The main scientific results achieved so far:
• Re-examined recently developed fractional pharmacokinetic models and integer order pharmacokinetic models dealing with methotrexate (MTX);
• Proposed a new model that will take into account both specific MTX deposition/restoring processes and monitoring of the kidney compartment;
• Examined existing MTX administration protocols and proposed a new one, which will be realized by the microfluidic electronic device and used in system parameter identification for individualized treatment;
• 2 microfluidic electronic devices (chips) have been developed in PCB (printed circuit board technology);
• 4 microfluidic electronic devices (chips) have been developed in multilayer flexible PVC technology;
• 2 microfluidic micromixers have been developed in sophisticated PDMS (PolyDiMethylSiloxane) technology;
• Structural, mechanical and electrical characterization and testing of manufactured microfluidic chips has been performed;

• Established an analytical method for MTX and its metabolites analyses in biological fluids;
• Optimal pharmacokinetic model and its parameters after low and high doses regimes of MTX in different compartments has been determined.

The other important results achieved so far:
• 22 secondments were performed (7 intersectoral and 15 international);
• 39 performed secondments months (13 intersectoral and 26 international; 33 funded from the project budget and 6 funded from additional sources);
• 1 Workshop and 1 Summer School organized;
• 11 published papers in scientific journals;
• 2 book chapter published;
• 17 conference papers reported;
• 95 dissemination and communication event attended;
• 175 students trained in microfluidic / entrepreneurship / fractional calculus;
• 6 Project Management Board meetings organized;
• 5 follow-up project proposals submitted.

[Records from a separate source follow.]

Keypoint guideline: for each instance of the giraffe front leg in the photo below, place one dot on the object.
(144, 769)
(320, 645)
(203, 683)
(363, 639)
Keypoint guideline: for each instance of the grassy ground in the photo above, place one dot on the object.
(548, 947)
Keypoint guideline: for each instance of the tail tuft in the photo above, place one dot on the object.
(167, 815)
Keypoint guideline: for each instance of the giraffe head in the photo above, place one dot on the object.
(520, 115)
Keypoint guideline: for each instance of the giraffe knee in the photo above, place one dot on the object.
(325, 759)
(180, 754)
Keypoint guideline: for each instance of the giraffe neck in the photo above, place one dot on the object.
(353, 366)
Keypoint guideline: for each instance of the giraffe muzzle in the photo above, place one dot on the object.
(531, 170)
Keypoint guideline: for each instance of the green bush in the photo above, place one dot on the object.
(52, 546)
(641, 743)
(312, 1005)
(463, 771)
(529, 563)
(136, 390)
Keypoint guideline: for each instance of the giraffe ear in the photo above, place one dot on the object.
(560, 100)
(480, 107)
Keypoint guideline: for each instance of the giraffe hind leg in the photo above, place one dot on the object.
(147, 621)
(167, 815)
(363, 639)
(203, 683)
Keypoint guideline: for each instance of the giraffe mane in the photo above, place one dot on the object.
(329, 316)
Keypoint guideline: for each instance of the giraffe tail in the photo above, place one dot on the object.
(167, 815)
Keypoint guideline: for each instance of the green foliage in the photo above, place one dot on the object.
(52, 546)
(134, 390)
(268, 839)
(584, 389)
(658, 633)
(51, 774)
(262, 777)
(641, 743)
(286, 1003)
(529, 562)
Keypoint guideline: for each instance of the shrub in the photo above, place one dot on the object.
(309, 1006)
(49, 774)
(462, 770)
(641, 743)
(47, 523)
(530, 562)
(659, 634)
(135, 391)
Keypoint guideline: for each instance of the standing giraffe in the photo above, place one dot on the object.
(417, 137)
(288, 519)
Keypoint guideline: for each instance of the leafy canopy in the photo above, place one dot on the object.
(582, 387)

Progress beyond the state of the art and expected potential impact (including the socio-economic impact and the wider societal implications of the project so far)

The MEDLEM work has been focused on two main tasks: firstly, capturing pathology and physiology data in computer models combined with specific data about the health and treatment responses of individual patients in order to test the dynamics of different drug administration procedures. Secondly, we will use this data to define an optimal dosing solution implemented via a smart micro-fluidic device.

The approach constitutes a state-of-the-art implementation of fractional pharmacokinetics, an emerging field of pharmacokinetics that uses mathematical modelling to study quantitatively the course and accumulation of specific drugs in the body. Applied in a clinical setting, this will enable doctors to define which chemotherapy strategy should be assigned to each individual patient based on their physiology and pathology, ensuring effective treatment, decreased side effects and maintaining drug toxicity below permitted limits. It will solve the current problem of uncontrolled dosing regimens in which the amount and frequency of each dose is defined by broad guidelines but not tailored to meet each individual patient’s needs, providing instead optimised, personalised chemotherapy.
The project team plan to test their approach in both laboratory and clinical trials to control doses of methotrexate, a commonly used anti-metabolite in cancer therapy that has a wide dosage range and an antidote in clinical use.

The H2020 MEDLEM project provides modern, flexible microfluidic chips capable of delivering drugs on optimal way using personalized and tailored nano and micro technologies. Furthermore, microfluidic chips are already fabricated using xerographic technology or PDMS (PolyDiMethylSiloxane) technology, and they are low cost, light weight and shock resistant. Additional advantages of the proposed technology for biomedical research rely on capability to apply complex protocols on flow control, using microcontroller based microfluidic device, which will rely on the theoretically predicted optimal flow.

Among the variety of all possible choices that can be used, the MEDLEM addresses pharmacokinetic of methotrexate (MTX). Being the most commonly used antimetabolite in cancer therapy, MTX was chosen for its widest dose range and a property of having an antidote in clinical use (leucovorine). A special feature of this study will be monitoring and recognition of potential problems in the beginning of MTX administration.